We have all seen the studies — some American workers spend upwards of six hours a day handling email. It’s not a great use of time, it destroys productivity and it ultimately costs businesses money. A new paper written by a team Salesforce MetaMind researchers could eventually provide summaries of professional communication. More effective text summarization tools would unlock serious value for Salesforce users — if the research community can finish working out the kinks.
Using machine learning to produce text summaries is not easy, particularly when you’re dealing with very long blocks of texts. Methods that simply draw on the language of the source text to produce summaries are not very flexible and methods that generate completely new language often generate incoherent sentences.
Salesforce attempts to improve the accuracy of doing the later, generating summaries with fresh language. The team’s modifications to standard practice include the addition of reinforcement learning and methods for reducing repetitive language and increasing the amount of context available to maximize accuracy.
With reinforcement learning, an optimal behavior is established — in this case maximizing accuracy as measured by a formalized test. The model is then asked to return successive summaries and each time the model receives an accuracy score, it adapts in an effort to receive a higher score the next time.
A simple way to think about this is to imagine a situation where you had the opportunity to take a practice exam in college with unlimited retakes. Each time you take the practice exam you modify your study strategy with the hope that you will maximize your outcome on the real exam. A human probably would only need a few attempts to get it right, but a machine needs considerably more for trial and error.
Reinforcement learning is gradually becoming more common for tasks requiring language generation. Beyond reinforcement, the modified model also uses contextual information from the source document to aid in the generation of relevant new language and to reduce duplicated phrasing.

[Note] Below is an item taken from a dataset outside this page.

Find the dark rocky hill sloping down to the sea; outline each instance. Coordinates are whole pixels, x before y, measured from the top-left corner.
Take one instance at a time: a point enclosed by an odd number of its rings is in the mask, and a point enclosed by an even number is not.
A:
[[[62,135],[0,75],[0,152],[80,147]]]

The tests compare snippets of generated summaries with snippets from accepted summaries. Variations of the test just attempt to match snippets of different lengths. Salesforce outperformed previous attempts with two to three point gains. This might not seem like much, but in the world of machine learning that’s fairly significant.
As with all research, it’s not quite ready for prime time yet. But the work is indicative of a few things. In case it wasn’t already obvious, Salesforce is serious about applying machine intelligence to the CRM. And one of the company’s early priorities is text summarization to support sales.